Gestern sind es nach Angaben des Innenministeriums mindestens 37 Urlauber. Das Auswärtige Amt in Berlin befürchtet, dass bei dem Angriff auch Deutsche getötet wurden. "Wir müssen damit rechnen, dass es noch einige Zeit dauern wird, bis das geklärt ist", sagte eine Sprecherin. Unter den Opfern sind nach Angaben des britischen Außenministers Philip Hammond mindestens fünf Briten und ein Ire. Mehr als die Hälfte der Feriengäste Tunesiens kommt aus den Nachbarstaaten Algerien und Libyen.

Für Tunesien, das Hoffnungsland des "Arabischen Frühlings", ist diese Terrorattacke ein Alptraum. Denn das nordafrikanische Land ist stark vom Tourismus abhängig. Die Zahl der jungen Arbeitslosen ist hoch. Aus ihren Reihen hat der IS schon viele Kämpfer rekrutiert. Knapp 3000 tunesische Staatsbürger kämpfen nach Angaben der Regierung in Tunis für die Terrormiliz. Demnach kommen die meisten ausländischen IS-Dschihadisten aus dem kleinen nordafrikanischen Land.

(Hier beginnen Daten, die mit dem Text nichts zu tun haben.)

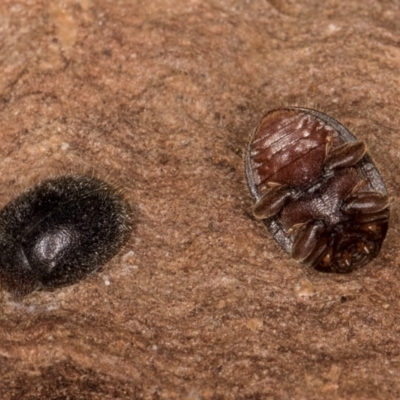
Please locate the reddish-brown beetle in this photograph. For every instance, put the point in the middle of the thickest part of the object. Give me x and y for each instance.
(317, 189)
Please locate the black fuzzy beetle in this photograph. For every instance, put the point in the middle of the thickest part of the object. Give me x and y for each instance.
(60, 231)
(317, 189)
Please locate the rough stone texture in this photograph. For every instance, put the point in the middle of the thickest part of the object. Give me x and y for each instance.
(201, 304)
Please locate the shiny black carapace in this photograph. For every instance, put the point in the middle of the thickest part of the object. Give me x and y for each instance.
(60, 231)
(317, 189)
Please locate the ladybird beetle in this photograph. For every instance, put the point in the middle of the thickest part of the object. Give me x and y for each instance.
(316, 189)
(60, 231)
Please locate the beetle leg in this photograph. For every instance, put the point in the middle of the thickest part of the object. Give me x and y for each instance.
(365, 202)
(329, 141)
(305, 239)
(271, 202)
(345, 155)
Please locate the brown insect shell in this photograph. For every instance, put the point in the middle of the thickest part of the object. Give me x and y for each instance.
(310, 176)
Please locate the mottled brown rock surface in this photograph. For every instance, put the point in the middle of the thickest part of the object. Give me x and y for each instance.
(201, 304)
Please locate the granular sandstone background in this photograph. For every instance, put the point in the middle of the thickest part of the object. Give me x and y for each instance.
(161, 96)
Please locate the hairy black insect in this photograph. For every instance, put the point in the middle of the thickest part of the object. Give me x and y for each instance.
(60, 231)
(317, 189)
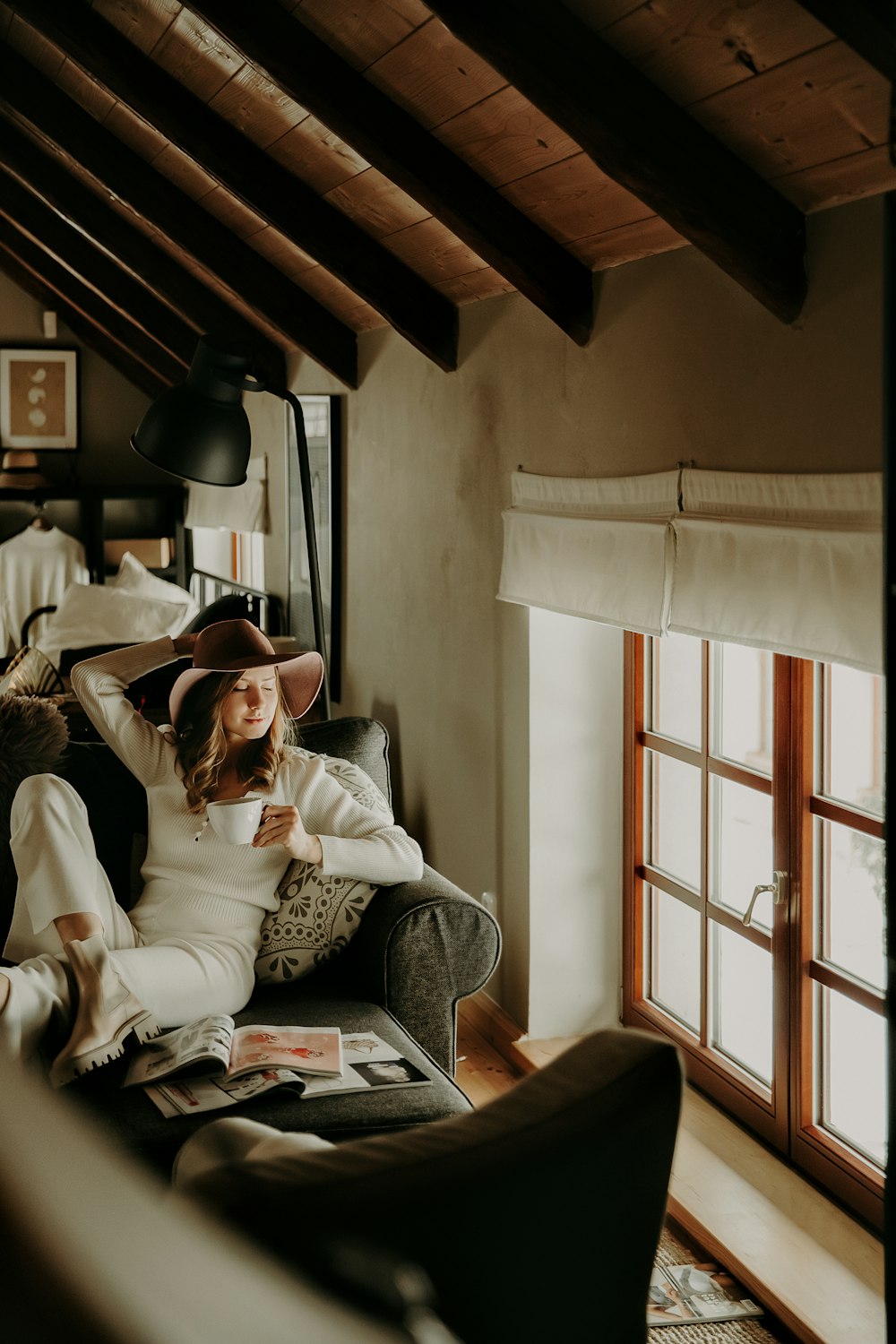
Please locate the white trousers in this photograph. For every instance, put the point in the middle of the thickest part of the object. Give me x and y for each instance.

Der tunesische Präsident Beji Caid Essebsi muss jetzt Handlungsfähigkeit demonstrieren. Er, der sich im Wahlkampf als Gegenmodell zum Islamismus präsentiert hatte, reagierte prompt. Kurz nachdem das Blutbad am Strand zu Ende ist, trifft er am Tatort ein. Er sagt, er wolle den Regierungschef anweisen, über ein Verbot von Parteien nachzudenken, "die das schwarze Banner (der islamistischen Terrorgruppen)" benutzen. Damit ist die tunesische Tahrir-Partei gemeint. Vertreter der islamistischen Partei hatten kürzlich vor einer Gruppe von Anhängern die Gründung eines "islamischen Kalifats" in Nordafrika gefordert.

Unruhen, Kriege und islamistische Terrorgruppen lassen die Optionen für Urlauber in der arabischen Welt deutlich schrumpfen. Mit zwei Anschlägen binnen weniger Monate dürfte es nun auch Tunesien als Ferienziel schwerer haben.